La tragedia nei Quartieri Spagnoli
Il 15 settembre 2024 Chiara si trovava nei Quartieri Spagnoli insieme al fidanzato quando è stata colpita alla testa da una statuetta precipitata da un balcone. Ricoverata in condizioni gravissime, è morta dopo due giorni di agonia.
Le indagini hanno ricostruito che l’oggetto, uno dei due manufatti ornamentali lanciati dall’alto, sarebbe stato fatto cadere da un ragazzino.
Il minore non imputabile
Il presunto autore materiale è un ragazzo che all’epoca dei fatti aveva meno di 14 anni. Per questo motivo, il Tribunale per i minorenni ha stabilito il non luogo a procedere: non è imputabile per età.
Una decisione che ha chiuso il capitolo giudiziario nei confronti del minore, ma non quello complessivo della vicenda.
L’accusa ai genitori: “omessa vigilanza”
L’attenzione della Procura di Napoli si è quindi spostata sui genitori del ragazzo. Nei loro confronti è stato contestato il reato di omicidio colposo per omessa vigilanza.
Secondo gli inquirenti, il comportamento del figlio non sarebbe stato un episodio isolato. In passato avrebbe già lanciato oggetti dal balcone, segnalando una condotta pericolosa. Nonostante ciò, i genitori, secondo l’ipotesi accusatoria, non avrebbero adottato misure sufficienti per impedirgli di accedere al balcone o maneggiare oggetti potenzialmente letali.
Ora si va verso la richiesta di rinvio a giudizio: sarà un giudice a stabilire se ci sono responsabilità penali.
La difesa: “Siamo estranei”
Di fronte alle accuse, la posizione della famiglia è netta. I genitori si dichiarano totalmente estranei ai fatti.

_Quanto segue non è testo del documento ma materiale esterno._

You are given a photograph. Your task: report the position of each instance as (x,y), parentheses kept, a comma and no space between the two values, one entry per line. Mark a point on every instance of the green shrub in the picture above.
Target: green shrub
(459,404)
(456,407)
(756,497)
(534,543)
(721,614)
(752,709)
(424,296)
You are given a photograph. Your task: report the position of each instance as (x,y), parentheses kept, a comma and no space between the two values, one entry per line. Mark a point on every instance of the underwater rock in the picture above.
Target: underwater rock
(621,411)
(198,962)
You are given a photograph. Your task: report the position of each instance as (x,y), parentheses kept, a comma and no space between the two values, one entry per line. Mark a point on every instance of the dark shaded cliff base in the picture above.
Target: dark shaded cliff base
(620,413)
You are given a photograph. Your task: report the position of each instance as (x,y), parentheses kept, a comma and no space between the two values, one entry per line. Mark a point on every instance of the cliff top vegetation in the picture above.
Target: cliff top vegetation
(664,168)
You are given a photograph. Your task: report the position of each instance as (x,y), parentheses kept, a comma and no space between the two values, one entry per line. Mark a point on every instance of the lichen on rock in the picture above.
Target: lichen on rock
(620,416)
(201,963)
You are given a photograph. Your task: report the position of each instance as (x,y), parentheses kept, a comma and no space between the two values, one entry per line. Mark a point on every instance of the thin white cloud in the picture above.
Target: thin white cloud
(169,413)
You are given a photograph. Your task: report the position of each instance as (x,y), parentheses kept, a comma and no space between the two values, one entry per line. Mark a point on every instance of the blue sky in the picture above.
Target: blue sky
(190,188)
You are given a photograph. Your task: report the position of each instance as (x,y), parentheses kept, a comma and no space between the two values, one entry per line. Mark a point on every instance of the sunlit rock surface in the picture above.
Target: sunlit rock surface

Sostengono di non aver mai perso di vista i figli e contestano anche la ricostruzione tecnica della Procura, arrivando a mettere in dubbio che l’oggetto sia partito proprio dal loro balcone.
Una linea difensiva che punta a smontare sia la dinamica sia il presupposto della mancata vigilanza.
Il dolore e la richiesta di giustizia
Dall’altra parte resta il dolore della famiglia di Chiara. Il padre ha più volte chiesto verità e responsabilità, sottolineando come, oltre alla giustizia, manchi ancora un gesto umano: delle scuse.
Un’assenza che pesa quanto le lunghe indagini.
Il caso Jaconis è diventato emblematico per diversi motivi: perché mette al centro il tema della responsabilità genitoriale, perché mostra quanto possa essere sottile il confine tra fatalità e negligenza e perché racconta una morte avvenuta in pieno giorno, in una città viva, davanti a testimoni.